Now, as a woman of advancing years, I cannot drink coffee all day the way I used to. My last cup is at 10:00 a.m., excluding special occasions. Coffee is like a dehydrating sponge in my innards. All-day coffee is no longer possible. And drinking it in the middle of the day will most certainly lead to a restless sleepless night tossing and turning and pondering age-old questions like:

Why did I say that in sixth grade?

How in God’s name did my boss hear me mashing avocado on Zoom?

Is an otoplasty the most extreme example of vanity? And what is the recuperation like?

My current part-time job is my passion project, but it has strange shifts. So there are many occasions when I work until 10:30 p.m., or even midnight. It is during these shifts that I stray outside the bounds of my coffee-drinking parameters. I’ll drink a cup at 2:00 p.m., 8:00 p.m., 11:30 p.m. if I’m especially tired.

I have a theory of coffee drinkers, and the time during which they indulge in the world’s favorite beverage.

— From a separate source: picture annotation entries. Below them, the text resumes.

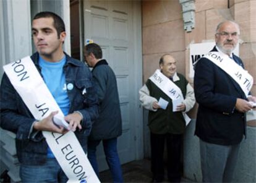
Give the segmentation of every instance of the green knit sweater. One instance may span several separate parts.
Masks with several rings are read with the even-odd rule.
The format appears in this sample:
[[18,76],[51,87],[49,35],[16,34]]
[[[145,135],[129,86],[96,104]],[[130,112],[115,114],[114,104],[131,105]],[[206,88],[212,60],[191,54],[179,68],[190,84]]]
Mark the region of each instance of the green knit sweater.
[[[179,80],[174,83],[179,87],[185,98],[188,82],[181,74],[177,73]],[[153,134],[181,134],[184,132],[186,122],[181,112],[173,112],[172,100],[163,93],[150,80],[148,80],[146,85],[150,92],[150,95],[158,101],[161,97],[169,102],[166,109],[158,109],[156,111],[150,111],[148,113],[148,127]]]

4:00 a.m.- 6:00 a.m.: You’re expecting a baby, or you had one. You’re up with a loved one in the hospital. Leaving early for airport, you need to be at work by 7:00 (teachers), you didn’t sleep well, and got up early and said, “To hell with it,” or a shag session went well past midnight.

6:00 a.m.- 8:00 a.m.: You’re normal. You work a 9-5 job, you exercise in the morning, you have kids to get off to school.

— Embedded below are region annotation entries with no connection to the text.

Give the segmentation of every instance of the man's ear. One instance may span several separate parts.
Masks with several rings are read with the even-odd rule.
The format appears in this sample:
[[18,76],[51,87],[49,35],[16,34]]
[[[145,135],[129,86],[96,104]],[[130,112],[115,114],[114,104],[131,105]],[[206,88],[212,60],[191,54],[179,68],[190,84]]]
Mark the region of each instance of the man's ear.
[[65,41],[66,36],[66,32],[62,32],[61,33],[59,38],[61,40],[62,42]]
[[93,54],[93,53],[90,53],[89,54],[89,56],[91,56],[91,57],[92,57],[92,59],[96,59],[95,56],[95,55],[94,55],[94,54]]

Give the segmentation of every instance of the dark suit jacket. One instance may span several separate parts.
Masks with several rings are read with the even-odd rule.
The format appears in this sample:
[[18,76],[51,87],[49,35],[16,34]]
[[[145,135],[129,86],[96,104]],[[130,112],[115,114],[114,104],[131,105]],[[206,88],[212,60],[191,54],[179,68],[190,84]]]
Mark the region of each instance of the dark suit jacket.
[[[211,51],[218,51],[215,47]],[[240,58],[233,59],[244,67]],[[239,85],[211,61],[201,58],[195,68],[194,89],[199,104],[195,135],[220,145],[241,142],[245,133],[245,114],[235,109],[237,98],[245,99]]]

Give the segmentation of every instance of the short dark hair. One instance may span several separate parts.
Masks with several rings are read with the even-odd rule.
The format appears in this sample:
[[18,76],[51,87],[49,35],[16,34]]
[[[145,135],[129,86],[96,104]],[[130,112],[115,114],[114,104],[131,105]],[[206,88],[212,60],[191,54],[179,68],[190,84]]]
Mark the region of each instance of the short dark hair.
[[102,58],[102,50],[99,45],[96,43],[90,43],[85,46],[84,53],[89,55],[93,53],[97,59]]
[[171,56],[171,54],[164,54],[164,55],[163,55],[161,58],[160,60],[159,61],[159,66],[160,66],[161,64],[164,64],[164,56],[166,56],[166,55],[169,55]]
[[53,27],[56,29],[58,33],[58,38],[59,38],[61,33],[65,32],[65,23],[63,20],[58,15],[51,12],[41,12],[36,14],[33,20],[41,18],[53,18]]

9:00 a.m.- 10:00 a.m.: You bond with co-workers over the coffee machine, and it’s either your first cup, or second. Possibly your third. You’re a non-working mom, you did your yoga or Crossfit or whatever workout you do, and you’re drinking your first well-earned cup.

10:00 a.m.- 3:00 p.m.: You think of coffee as not just a morning beverage, but as a beverage. You work weird shifts, and need the liquid propulsion. You throw ice and sugar in it in the summer, and call it “iced coffee.”

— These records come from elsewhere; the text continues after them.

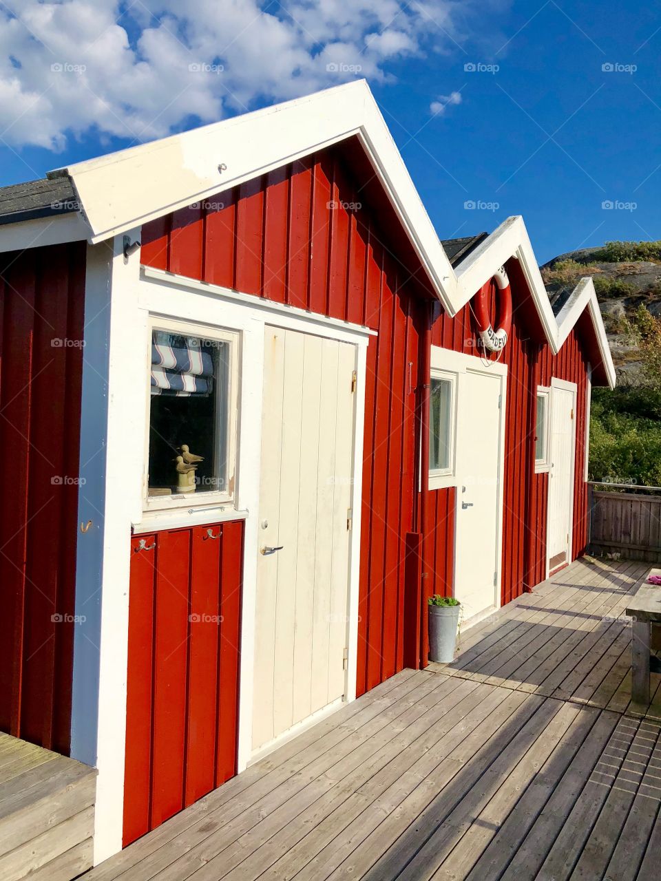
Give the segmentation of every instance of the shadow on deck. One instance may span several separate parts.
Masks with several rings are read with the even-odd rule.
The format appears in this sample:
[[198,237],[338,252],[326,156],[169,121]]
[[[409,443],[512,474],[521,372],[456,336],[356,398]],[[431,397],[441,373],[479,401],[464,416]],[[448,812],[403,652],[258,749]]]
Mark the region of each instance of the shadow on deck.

3:00 p.m.- 5:00 p.m.: You need a little extra oomph in your day. You use it to fend off the mid-afternoon munchies. You drink it in the cold weather just as a mid-afternoon treat.

5:00 p.m.- 6:00 p.m.: You drink it with dinner; therefore, you are a 92-year old immigrant from the old country.

6:00 p.m.- 9:00 p.m.: You live in the world of psychotics, like night shift workers. Or you’re out to dinner, and you like to have it with dessert.

9:00 p.m. and on: You are psychotic.